Monday, March 29, 2010

The judge delivered his instructions to the jury

Selecting the winner of The Harper's Pen Award is no easy task. Now that I come down to it, each of these eight stories are worthy, and my final selection, when it comes, will probably be a matter of personal taste.

Nevertheless, I thought I would outline here my thoughts about heroic fantasy and what makes for a good sword-and-sorcery story. These are the categories and what I am looking for in each:

Story hook - This is the first five paragraphs or so, in which the author grabs and holds the attention of the reader. None of the finalists would have reached the finals without a solid story hook.

Adventure hook - Different than the story hook, the adventure hook is what draws the characters into the plot and keeps them (were they not characters in the story) from walking away.

Believable, interesting setting - The setting must feel real even if it is utterly alien. It must have at least three dimensions, unless there is a good reason to have more or fewer. It must obey the laws of physics, unless there is a good reason not to. Even better if the setting is almost a character within the story, if it plays a vital role in the actions and decisions of the characters and serves as more than static backdrop to the play.

Interesting is subjective, but I don't put a lot of emphasis on settings that are entirely undreamt of. In selecting the stories for this award, I read pages and pages of chimerical worlds and heroes cobbled-together from things and ideas that have never been cobbled together before, all in some vain quest to come up with something entirely new.  Humans have been telling stories for a hundred thousand years, and most of those stories have been set in worlds intimately familiar to both the storyteller and the audience. The best new recipes are not born from never-before-tasted ingredients, they are concocted from the same ingredients put together in interesting new ways. As a reader, I am not often bedazzled by shiny things.

Engaging characters - Storytelling tells the story of people. Heroes are just people - flawed, imperfect, prone to mistakes. What makes them heroic is what they do despite their imperfections and how they go about fixing their mistakes. Neither perfect heroes nor perfect villains are interesting or believable. But what makes a character engaging is how he or she connects with the reader, and every reader is different.

Monsters - Human or otherwise, there must be monsters in heroic fantasy and sword-and-sorcery. Huge, queer hulking beasts or dainty, sprite-winged creatures, they must be more than an afterthought. They are the foil and the fodder of the hero, obstacles in the path to the big boss. Or they are unlooked-for allies and fonts of arcane knowledge to be found nowhere else. Or perhaps they are both. But there must be monsters here.

Mayhem - This is the sword in sword-and-sorcery - a hefty dollop of pulse-pounding, teeth-gritting action. People finding fairies in their cupboards might be fantasy, but it isn't heroic fantasy. Sooner or later they must draw swords and enter the fray.

Magic - Which is the sorcery part of the equation. Without magic, it's adventure fiction. I'm looking for a strong magical element which plays an important role in the action and resolution of the story.

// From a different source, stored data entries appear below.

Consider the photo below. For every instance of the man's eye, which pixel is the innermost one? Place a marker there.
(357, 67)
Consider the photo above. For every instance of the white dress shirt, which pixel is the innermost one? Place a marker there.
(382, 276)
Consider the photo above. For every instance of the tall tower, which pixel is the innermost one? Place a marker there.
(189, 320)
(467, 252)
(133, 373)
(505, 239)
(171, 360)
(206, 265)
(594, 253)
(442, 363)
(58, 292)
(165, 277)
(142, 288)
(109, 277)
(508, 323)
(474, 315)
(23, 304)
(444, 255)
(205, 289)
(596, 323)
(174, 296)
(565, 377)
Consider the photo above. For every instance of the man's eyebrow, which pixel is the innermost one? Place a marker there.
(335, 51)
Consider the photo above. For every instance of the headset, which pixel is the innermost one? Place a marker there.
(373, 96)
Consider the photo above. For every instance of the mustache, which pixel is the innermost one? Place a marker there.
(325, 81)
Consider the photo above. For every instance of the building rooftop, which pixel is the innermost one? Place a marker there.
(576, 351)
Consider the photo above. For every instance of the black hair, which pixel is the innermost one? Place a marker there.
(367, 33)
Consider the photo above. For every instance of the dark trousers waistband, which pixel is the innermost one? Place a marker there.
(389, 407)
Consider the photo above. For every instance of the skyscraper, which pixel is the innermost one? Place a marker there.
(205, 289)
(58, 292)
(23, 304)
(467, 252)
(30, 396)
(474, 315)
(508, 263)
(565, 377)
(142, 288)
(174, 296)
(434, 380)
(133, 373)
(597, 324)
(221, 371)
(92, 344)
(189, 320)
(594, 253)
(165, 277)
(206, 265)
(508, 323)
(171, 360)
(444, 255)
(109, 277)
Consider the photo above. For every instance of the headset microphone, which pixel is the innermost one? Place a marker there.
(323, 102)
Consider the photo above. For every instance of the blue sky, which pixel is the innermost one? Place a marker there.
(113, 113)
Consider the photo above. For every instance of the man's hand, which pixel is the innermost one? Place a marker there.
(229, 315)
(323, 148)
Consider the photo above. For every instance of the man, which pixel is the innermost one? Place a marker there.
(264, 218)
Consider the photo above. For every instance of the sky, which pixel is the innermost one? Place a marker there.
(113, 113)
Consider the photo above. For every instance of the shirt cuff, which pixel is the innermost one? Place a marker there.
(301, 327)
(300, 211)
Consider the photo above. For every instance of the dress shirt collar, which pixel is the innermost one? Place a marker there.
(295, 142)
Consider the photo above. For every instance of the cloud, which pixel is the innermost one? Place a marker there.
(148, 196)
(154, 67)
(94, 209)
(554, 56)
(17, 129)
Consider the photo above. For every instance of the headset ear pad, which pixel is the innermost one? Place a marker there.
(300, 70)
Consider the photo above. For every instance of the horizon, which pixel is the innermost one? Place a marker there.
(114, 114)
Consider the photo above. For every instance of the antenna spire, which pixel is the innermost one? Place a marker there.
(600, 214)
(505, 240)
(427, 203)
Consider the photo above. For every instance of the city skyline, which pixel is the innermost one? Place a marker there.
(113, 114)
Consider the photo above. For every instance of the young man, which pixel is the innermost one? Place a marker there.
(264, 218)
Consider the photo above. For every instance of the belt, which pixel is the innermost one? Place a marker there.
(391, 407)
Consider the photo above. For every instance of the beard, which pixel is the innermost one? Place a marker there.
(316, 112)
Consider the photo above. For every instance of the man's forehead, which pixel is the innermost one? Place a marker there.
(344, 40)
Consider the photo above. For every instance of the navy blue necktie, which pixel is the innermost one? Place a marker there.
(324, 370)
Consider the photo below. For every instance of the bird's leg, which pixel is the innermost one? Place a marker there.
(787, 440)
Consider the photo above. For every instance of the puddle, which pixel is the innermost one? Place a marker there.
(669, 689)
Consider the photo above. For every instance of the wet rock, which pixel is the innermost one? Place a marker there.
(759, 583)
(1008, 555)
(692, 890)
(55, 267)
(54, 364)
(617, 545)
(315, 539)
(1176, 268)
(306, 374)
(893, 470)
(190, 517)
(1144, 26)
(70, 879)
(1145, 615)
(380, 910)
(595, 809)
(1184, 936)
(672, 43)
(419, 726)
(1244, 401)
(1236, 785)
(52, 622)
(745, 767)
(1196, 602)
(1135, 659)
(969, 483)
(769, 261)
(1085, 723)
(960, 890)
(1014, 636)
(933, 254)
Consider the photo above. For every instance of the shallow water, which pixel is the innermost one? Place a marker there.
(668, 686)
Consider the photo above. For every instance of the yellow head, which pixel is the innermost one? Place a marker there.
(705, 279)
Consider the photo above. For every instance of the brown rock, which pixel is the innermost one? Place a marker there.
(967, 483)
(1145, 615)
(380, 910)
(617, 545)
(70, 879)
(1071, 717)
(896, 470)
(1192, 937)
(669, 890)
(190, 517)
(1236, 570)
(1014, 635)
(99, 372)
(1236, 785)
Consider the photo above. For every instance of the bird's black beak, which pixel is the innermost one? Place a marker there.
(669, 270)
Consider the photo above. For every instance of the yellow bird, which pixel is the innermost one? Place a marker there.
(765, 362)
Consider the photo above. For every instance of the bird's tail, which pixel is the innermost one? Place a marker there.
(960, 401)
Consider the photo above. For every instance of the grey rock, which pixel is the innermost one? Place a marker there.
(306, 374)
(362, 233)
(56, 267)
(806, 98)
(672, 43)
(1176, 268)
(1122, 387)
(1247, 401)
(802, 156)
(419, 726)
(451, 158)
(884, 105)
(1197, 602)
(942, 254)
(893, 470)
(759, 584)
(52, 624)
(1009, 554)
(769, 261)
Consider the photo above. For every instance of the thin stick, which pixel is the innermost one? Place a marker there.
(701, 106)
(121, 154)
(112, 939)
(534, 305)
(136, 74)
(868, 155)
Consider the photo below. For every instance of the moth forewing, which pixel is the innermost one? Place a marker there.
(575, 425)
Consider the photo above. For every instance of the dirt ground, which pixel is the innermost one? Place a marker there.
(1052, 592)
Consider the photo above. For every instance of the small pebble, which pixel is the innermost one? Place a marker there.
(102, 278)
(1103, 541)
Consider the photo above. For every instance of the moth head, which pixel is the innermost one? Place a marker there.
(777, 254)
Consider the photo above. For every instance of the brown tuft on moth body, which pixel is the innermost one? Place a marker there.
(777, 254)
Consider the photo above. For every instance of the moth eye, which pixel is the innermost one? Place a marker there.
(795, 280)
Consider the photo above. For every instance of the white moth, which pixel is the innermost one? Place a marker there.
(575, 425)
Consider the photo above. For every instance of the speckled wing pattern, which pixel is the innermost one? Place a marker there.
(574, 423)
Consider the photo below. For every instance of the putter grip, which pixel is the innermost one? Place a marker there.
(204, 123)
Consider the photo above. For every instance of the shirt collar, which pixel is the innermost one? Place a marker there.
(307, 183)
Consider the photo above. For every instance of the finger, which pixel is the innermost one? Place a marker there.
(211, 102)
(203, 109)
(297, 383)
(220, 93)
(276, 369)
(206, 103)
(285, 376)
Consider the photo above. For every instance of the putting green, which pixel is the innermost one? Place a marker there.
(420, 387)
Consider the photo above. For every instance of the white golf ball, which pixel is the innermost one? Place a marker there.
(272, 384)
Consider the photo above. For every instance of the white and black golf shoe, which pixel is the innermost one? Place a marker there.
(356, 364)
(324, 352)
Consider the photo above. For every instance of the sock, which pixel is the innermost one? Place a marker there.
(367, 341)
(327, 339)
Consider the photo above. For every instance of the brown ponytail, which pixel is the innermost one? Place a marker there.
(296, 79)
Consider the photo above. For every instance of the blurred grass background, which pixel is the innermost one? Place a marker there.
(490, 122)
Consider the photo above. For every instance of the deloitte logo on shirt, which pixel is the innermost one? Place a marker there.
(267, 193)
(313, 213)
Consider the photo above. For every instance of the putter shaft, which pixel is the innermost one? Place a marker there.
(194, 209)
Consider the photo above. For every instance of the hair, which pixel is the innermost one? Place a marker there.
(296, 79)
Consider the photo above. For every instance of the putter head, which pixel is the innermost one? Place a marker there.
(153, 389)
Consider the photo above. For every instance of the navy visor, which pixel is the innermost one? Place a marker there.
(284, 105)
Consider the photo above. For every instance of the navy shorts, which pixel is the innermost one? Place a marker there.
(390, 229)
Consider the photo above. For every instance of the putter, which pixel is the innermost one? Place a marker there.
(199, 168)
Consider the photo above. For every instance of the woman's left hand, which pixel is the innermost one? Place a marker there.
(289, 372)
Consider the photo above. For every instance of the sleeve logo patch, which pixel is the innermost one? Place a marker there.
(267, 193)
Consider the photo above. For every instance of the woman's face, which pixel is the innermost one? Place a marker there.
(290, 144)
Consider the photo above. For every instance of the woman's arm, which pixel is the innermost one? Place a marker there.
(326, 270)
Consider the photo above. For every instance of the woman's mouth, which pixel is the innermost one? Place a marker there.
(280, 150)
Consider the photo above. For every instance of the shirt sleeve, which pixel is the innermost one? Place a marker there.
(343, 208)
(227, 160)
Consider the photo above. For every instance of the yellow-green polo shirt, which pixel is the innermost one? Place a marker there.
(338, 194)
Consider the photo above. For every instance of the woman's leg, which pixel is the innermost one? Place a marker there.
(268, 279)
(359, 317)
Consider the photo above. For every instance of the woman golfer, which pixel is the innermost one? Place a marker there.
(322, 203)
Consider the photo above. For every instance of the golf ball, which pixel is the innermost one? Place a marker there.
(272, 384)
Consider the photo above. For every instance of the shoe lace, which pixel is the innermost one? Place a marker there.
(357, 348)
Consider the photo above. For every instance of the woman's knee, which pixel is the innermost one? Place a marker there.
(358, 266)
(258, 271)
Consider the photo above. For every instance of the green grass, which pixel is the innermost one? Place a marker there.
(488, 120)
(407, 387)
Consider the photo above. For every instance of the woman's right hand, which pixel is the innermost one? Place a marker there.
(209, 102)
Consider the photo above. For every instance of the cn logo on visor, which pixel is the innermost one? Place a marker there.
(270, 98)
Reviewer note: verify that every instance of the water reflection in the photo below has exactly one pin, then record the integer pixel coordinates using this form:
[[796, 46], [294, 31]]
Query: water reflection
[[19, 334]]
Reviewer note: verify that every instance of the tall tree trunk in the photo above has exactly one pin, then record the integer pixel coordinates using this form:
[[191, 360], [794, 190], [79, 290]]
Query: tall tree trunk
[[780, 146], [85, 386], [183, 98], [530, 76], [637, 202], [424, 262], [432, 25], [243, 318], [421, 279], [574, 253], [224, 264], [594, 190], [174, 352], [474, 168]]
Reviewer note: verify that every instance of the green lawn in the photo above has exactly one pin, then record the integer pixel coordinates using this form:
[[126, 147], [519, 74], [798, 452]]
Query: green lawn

Catharsis - Consequences that matter. The story delivers a strong emotional impact, both to the characters and to the reader, if the reader cares about the characters at all.

Satisfying end - I'm looking for a believable, complete, though not necessarily tidy ending. The villain may escape, the hero may fail, but in failing achieve some other, more desirable end, bringing the story to a satisfying close.

Storytelling voice - Vitality of delivery. This is the most difficult aspect to explain, but it's what makes a good story into a great story. The same tale, told by two different authors, can be entirely different based on nothing more than the life the storyteller breaths into the tale. Some people are just good at telling jokes, and some people are born storytellers. The best ones are able to draw upon a depth of personal experience and a profound understanding of the human puzzle. But defining it is difficult. You know it when you see it. They have a spark, a vitality that other people, telling the same story, don't.

I will announce the winner of the award by Wednesday, March 31, after which I will post why I chose that story and how the finalists fared in each of the above categories.


  1. Excellent categories and explanations Jeff. I concur on all the above and look forward with interest to your posts evaluating each finalist.

  2. Great explanation - it's a good list of strengths needed in a story. Thanks!

  3. This award is a great idea. Can't wait to see the results!